The proposed company is envisaged to be a profit-making, commercial enterprise, able to source for the funding of its operations from local and foreign credit agencies.
The NPC, on its take-off, will have an initial shareholding of 20% by the Bureau of Public Enterprises (BPE), 40% by the Ministry of Finance Incorporated and 40% by the Ministry of Petroleum Incorporated on behalf of the federal government.
The government agencies are required to divest up to 30% of the shares within 10 years of the NPC coming into existence to the public, making it a public/private enterprise.

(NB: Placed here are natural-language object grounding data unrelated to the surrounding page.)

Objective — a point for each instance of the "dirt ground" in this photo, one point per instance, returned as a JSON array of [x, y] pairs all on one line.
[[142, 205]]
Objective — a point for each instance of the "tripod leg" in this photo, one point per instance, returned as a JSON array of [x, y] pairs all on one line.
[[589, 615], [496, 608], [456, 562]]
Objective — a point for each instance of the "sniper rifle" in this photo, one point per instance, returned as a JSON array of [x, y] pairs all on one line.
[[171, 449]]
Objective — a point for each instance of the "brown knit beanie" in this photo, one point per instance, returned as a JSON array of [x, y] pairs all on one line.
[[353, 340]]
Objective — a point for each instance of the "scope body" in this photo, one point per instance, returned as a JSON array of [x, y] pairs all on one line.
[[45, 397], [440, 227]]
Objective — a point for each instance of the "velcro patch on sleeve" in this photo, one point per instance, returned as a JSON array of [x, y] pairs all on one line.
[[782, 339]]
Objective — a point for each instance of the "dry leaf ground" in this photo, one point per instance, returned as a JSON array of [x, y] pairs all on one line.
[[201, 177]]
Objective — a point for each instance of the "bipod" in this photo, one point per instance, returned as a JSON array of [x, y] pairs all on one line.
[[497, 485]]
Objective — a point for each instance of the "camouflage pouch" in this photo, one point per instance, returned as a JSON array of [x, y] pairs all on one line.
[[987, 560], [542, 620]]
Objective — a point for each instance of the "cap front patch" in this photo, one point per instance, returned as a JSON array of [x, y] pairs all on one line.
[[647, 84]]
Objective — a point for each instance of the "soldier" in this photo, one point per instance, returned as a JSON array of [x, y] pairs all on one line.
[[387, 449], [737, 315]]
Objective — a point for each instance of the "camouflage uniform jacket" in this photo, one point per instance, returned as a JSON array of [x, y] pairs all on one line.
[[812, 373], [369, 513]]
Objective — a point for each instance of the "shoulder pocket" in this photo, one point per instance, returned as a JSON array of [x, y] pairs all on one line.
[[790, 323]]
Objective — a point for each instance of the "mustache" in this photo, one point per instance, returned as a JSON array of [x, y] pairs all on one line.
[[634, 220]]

Oil industry officials and legal experts explained that since the NPC is expected to be self-financing — unlike the NNPC that currently depends on the government — the former is expected to utilise the money earned from its operations to run the business.
“What that means is you would be clear that NPC is a profit centre. So it runs the business, retains some of the profit it makes, so that it can invest it into other parts of the business. It doesn’t just send out all of its profits or all of its earnings into the federation account. It would retain to run the business,” Adeoye Adefulu, partner at Odunjirin & Adefulu, a commercial law firm, told TheCable Petrobarometer.
The 36 states of the federation are regularly at loggerheads with the NNPC over the persistent shortfall in oil revenues deposited into the federation account by the corporation, whenever they hold the monthly FAAC to distribute revenues.
NNPC, on the other hand, had linked the shortfall to the need to meet its operations costs, especially fuel importation.
Data released on Monday by the NNPC showed that it made N367.7 billion in January this year alone, incurring N317.6 billion expenses or a surplus of N50.096 billion.
The new NPC will, however, be expected to deposit into the federation account, dividends accrued in respect of the shares held on behalf of the federal government.
This will be similar to what is currently obtainable in the Nigeria LNG Ltd., where dividend accruing to the government from its 49% equity in the Bonny LNG plant is deposited into the federal account.